Nicht alle Bekannten durften mit einer «familialen Aufnahme» rechnen. Ein paar Jahre früher hiess es über einige ehemalige Angestellte in Einsiedeln, die beabsichtigten, in die USA auszuwandern: «Lasst sie zappeln u. stellt sie nicht an. Vielleicht einige Jahre unter fremden Leuten macht den beiden die Einsiedler-Prinzipale besser erscheinen, als wenn man nichts sah u. nur stets unsere neidische Wirthshaus- u. Beamten-Schimpfereien einathmete.»292 Der soziale Raum über den Atlantik hinweg hatte für einige Auswanderer auch seine Kehrseite, insofern in ihm auch Konfliktverhältnisse und soziale Randständigkeit reproduziert werden konnten.

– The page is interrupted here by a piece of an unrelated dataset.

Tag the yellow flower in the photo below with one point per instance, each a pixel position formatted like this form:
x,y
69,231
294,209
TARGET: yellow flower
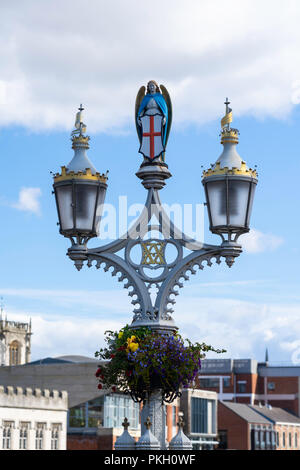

Die Filialgründungen folgten der Logik des Markts, ein missionarischer Eifer ist in den Quellen aber nicht greifbar. Halten wir deshalb zum Schluss fest: Religiosität spielt sich nie in einem luftleeren Raum ab, sondern muss im Wechselspiel mit Wirtschaft und Gesellschaft betrachtet werden. Mit ihrem von rationalen, kapitalistischen Strategien geprägten verlegerischen Wirken trug die Firma Benziger dazu bei, den Katholizismus in den USA zu etablieren, auch wenn dies nicht die primäre intrinsische Motivation für den Schritt nach Amerika gewesen sein mag. Verlagshäuser wie Benziger haben Millionen von Katholiken und Tausende von Pfarreien, Kirchen, Vereinen, Schulen und Bibliotheken mit den für die religiöse Andacht und Erziehung nötigen materiellen Kulturgütern versorgt. Kapitalistisches Handeln und religiöse Überzeugung schlossen sich dabei keineswegs aus. Dass in der überlieferten Geschäftskorrespondenz konkrete, zahlengetriebene Massnahmen gegenüber Reflexionen über religiöse Gesinnungen bei Weitem überwiegen, liegt in der Natur der Sache. Der Firma Benziger und ihren Verlegern war eine klare katholische Gesinnung so tief inkulturiert, dass sie sich darüber in ihrer Korrespondenz nicht auszutauschen brauchten.